Note that a similar assertion is true for linear functionals $T : X \to \mathbb{R}$.
A: This is not the solution of your problem but its a interesting result in case of $f$ is linear functional.
Here is a sketch of more general result.Try to fill the gaps in the proof.
Lemma: Let $f$ be a linear functional on $X$ .A hyperplane $H= \{ x\in X : f(x) = \alpha\}$ is closed iff $f$ is continuous.
Proof: Clearly if $f$ is continuous then $H$ is closed.Conversely,Assume $H$ is closed therefore $H^c$ is open and since $f$ is nonzero its nonempty.(Why?)

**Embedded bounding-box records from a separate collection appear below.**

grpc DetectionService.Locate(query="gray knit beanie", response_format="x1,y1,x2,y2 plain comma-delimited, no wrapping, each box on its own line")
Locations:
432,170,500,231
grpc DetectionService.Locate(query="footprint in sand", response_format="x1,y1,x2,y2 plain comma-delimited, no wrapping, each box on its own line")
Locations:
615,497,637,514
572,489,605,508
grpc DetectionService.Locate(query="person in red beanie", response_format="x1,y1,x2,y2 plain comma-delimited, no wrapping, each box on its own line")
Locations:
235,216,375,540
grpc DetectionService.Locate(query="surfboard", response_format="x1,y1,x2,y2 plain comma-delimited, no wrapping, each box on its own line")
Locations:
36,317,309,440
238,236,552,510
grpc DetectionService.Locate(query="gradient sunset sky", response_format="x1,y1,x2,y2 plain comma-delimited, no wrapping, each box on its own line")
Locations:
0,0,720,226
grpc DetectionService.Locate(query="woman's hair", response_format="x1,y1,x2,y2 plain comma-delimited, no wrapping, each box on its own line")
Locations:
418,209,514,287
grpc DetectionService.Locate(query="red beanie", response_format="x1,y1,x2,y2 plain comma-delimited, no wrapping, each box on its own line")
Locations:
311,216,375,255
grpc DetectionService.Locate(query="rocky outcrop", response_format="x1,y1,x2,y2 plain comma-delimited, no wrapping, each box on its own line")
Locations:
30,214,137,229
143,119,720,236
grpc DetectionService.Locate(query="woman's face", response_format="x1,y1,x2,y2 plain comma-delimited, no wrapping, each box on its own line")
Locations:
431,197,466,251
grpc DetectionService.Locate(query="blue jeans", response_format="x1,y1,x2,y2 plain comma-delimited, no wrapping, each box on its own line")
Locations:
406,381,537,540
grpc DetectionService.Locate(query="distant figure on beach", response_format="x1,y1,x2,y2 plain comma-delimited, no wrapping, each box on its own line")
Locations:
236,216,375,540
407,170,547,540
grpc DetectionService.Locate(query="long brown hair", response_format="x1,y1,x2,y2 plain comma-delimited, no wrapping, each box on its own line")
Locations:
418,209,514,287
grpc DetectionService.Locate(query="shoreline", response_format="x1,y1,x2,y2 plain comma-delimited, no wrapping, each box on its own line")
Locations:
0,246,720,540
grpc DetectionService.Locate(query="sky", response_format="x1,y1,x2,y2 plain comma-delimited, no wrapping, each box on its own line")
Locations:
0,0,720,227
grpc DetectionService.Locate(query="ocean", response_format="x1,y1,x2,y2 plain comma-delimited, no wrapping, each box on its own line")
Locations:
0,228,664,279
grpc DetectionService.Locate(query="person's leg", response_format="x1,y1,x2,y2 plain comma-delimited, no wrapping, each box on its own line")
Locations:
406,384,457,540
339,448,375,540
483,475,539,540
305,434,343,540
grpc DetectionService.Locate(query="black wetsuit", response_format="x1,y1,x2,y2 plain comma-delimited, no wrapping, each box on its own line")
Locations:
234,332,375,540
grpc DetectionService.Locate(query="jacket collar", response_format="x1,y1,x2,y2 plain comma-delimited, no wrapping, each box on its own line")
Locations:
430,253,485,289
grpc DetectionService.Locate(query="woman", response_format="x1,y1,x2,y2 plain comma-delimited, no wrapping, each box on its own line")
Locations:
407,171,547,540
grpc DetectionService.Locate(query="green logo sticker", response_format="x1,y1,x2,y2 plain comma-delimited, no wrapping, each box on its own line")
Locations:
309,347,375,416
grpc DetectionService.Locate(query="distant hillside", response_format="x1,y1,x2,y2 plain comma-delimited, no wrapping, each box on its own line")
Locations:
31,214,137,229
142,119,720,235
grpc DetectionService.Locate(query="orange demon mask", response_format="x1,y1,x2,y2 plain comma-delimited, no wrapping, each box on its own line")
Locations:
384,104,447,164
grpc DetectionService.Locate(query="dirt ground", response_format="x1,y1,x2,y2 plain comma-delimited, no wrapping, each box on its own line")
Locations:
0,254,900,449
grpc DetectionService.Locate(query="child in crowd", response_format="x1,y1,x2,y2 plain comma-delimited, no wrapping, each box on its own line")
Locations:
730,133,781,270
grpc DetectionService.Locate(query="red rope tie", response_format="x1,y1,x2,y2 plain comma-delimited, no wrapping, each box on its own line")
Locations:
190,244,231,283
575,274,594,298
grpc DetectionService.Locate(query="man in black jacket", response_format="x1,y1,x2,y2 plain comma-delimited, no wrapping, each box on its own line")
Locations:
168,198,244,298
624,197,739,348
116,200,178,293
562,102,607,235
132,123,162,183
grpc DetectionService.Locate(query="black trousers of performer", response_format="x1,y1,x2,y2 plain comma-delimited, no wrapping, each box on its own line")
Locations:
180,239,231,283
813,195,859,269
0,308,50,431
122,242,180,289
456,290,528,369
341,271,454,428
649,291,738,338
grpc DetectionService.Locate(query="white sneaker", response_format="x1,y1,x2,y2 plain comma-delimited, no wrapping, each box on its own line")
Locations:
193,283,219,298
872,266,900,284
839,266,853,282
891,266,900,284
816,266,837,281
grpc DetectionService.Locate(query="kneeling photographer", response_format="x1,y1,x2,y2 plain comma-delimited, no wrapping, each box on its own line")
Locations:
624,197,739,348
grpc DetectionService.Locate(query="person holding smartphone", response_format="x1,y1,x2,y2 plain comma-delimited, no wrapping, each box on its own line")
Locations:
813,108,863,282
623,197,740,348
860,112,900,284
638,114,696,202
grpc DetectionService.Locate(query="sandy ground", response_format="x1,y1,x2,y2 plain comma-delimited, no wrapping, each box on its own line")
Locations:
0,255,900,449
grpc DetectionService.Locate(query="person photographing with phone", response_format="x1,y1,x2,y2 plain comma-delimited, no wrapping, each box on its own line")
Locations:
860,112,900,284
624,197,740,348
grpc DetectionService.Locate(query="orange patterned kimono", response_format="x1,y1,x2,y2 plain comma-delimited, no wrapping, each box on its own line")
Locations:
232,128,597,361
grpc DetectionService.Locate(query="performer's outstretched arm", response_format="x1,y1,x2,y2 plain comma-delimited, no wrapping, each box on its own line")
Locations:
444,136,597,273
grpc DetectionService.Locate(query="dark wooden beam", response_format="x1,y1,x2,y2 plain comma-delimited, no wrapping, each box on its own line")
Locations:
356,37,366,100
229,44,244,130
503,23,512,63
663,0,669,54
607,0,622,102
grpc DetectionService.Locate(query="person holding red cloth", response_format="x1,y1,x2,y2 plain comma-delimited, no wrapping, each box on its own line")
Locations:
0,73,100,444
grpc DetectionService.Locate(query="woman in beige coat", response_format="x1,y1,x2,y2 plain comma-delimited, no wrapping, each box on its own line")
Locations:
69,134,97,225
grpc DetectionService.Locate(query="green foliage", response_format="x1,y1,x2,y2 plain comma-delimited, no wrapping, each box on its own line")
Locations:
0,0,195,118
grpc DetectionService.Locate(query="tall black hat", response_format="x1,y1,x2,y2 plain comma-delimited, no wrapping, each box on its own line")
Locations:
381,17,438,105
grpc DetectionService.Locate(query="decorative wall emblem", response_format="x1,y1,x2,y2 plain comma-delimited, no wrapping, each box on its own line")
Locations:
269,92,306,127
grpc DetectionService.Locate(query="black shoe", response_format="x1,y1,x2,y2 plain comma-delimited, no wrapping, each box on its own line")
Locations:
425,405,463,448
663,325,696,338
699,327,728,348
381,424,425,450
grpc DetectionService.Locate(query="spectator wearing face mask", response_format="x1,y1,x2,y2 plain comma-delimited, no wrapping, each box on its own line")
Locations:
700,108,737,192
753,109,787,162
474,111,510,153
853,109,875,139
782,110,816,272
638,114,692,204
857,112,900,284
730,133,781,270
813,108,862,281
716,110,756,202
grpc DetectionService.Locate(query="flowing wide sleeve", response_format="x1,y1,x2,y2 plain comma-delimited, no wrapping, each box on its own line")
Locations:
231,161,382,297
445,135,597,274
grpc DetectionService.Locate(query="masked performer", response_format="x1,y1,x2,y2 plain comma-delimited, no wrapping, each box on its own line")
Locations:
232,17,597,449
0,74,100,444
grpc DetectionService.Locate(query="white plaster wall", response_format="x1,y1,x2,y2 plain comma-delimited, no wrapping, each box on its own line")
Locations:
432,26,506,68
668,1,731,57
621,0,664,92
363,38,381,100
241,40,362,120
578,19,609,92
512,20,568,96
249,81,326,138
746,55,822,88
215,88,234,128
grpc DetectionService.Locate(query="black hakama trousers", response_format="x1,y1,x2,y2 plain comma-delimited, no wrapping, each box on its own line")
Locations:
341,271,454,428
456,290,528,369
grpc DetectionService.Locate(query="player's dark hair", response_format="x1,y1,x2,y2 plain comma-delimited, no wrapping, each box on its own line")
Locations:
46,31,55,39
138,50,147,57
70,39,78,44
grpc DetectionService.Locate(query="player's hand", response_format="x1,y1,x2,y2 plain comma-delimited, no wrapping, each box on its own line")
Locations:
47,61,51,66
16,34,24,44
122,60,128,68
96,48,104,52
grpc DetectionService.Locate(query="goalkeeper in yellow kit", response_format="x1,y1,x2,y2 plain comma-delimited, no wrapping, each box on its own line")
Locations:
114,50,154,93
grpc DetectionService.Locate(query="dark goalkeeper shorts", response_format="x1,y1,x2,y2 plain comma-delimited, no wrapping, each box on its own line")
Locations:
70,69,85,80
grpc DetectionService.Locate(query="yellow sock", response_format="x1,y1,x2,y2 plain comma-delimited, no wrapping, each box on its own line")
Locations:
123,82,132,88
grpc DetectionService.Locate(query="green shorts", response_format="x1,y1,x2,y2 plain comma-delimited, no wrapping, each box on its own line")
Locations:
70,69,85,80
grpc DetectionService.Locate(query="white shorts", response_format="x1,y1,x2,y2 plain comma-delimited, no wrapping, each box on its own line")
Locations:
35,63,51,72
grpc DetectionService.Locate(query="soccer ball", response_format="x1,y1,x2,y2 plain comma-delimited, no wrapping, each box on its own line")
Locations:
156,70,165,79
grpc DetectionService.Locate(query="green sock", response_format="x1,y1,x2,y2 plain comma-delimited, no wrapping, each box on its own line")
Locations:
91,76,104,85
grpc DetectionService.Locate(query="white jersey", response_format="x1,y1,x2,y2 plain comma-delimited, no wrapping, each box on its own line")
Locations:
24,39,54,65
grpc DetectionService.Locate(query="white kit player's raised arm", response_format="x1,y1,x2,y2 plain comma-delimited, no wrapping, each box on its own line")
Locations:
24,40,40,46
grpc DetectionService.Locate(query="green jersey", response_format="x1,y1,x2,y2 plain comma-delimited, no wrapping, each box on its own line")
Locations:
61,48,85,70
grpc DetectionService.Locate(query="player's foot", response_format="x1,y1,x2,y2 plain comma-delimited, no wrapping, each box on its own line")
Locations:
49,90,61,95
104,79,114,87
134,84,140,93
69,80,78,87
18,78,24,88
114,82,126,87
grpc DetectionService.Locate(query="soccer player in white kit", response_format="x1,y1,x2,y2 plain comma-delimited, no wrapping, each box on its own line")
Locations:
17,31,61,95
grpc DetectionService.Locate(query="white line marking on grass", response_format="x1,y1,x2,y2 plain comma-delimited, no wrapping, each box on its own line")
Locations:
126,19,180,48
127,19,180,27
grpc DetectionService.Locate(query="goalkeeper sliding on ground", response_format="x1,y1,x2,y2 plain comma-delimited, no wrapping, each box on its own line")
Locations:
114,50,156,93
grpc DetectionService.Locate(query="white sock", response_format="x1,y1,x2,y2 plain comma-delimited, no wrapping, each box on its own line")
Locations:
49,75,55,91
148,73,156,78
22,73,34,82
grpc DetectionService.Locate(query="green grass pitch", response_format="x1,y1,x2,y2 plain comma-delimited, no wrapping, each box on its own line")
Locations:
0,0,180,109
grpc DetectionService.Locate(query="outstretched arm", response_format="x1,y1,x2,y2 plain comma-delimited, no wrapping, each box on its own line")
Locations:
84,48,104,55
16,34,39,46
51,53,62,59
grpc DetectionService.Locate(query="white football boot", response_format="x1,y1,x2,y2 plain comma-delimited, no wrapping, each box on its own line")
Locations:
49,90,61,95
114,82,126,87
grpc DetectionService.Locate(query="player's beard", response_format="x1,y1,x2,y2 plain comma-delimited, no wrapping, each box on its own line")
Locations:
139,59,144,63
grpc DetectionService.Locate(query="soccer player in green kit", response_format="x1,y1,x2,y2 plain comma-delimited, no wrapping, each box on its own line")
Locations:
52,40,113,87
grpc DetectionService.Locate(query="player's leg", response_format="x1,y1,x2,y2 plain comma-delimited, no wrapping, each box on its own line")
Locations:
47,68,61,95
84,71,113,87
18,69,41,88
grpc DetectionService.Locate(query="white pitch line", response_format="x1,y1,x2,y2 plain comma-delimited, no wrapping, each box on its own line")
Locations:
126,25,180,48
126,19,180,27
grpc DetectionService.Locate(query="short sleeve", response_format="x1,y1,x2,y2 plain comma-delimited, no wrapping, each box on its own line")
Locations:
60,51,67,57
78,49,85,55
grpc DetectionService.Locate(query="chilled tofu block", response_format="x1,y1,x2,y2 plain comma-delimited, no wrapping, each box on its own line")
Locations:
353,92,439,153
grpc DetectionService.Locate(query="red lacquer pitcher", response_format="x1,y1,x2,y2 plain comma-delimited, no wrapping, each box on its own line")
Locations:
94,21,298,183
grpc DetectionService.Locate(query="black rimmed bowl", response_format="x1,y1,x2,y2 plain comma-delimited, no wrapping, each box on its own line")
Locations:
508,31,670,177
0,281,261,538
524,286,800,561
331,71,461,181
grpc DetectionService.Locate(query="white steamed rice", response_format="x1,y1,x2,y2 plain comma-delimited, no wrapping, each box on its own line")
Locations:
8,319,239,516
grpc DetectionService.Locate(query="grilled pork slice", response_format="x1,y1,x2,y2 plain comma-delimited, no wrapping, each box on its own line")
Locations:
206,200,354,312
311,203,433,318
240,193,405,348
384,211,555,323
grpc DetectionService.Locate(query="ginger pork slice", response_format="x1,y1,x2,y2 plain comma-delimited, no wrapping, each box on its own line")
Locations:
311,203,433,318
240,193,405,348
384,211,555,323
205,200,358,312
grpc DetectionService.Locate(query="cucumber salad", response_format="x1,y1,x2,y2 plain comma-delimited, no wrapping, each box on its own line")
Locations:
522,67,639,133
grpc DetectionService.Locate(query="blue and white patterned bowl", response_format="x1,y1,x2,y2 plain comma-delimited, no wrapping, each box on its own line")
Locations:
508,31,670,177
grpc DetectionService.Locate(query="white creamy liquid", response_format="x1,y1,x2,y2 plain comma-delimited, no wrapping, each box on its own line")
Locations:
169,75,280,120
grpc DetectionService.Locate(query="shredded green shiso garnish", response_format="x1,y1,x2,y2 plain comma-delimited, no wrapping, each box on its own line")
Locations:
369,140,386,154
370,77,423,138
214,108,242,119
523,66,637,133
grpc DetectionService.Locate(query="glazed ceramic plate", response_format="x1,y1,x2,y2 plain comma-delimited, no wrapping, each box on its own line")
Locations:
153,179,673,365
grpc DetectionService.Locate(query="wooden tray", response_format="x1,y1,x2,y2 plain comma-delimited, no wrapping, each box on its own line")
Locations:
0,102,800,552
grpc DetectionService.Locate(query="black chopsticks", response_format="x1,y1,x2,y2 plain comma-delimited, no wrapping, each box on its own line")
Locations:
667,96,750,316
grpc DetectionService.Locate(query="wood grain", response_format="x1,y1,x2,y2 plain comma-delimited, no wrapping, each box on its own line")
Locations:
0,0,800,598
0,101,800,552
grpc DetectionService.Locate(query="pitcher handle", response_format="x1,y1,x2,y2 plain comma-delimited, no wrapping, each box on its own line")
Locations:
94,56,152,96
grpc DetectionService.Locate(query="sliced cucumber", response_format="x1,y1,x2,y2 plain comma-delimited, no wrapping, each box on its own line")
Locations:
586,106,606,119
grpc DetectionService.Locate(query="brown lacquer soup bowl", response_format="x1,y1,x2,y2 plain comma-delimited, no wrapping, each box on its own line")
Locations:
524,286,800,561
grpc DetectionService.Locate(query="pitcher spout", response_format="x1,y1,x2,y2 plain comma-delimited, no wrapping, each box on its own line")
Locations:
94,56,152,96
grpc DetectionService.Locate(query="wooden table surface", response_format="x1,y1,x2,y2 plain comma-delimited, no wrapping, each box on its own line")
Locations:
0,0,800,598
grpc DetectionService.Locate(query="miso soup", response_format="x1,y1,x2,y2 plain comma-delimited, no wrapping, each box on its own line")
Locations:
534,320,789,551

WLOG,assume that $x_0 \in H^c$ is such that $f(x_0) < \alpha$.Since $H^c$ is open there exists $r>0$ such that $B(x_0,2r) \subset H^c$.Now for all $x \in B(x_0,2r)$,we have $f(x) < \alpha$ (Why?)
Thus for any $z \in V$ such that  $\|z\| \leq 1$,we get $f(x_0 +rz) \leq \alpha$ or equivalently $$ f(z) \leq \frac { \alpha -f(x_0)}{r}$$.Thus the image of the unit ball is bounded and hence $f$  is bounded (Why?) therefore continuous.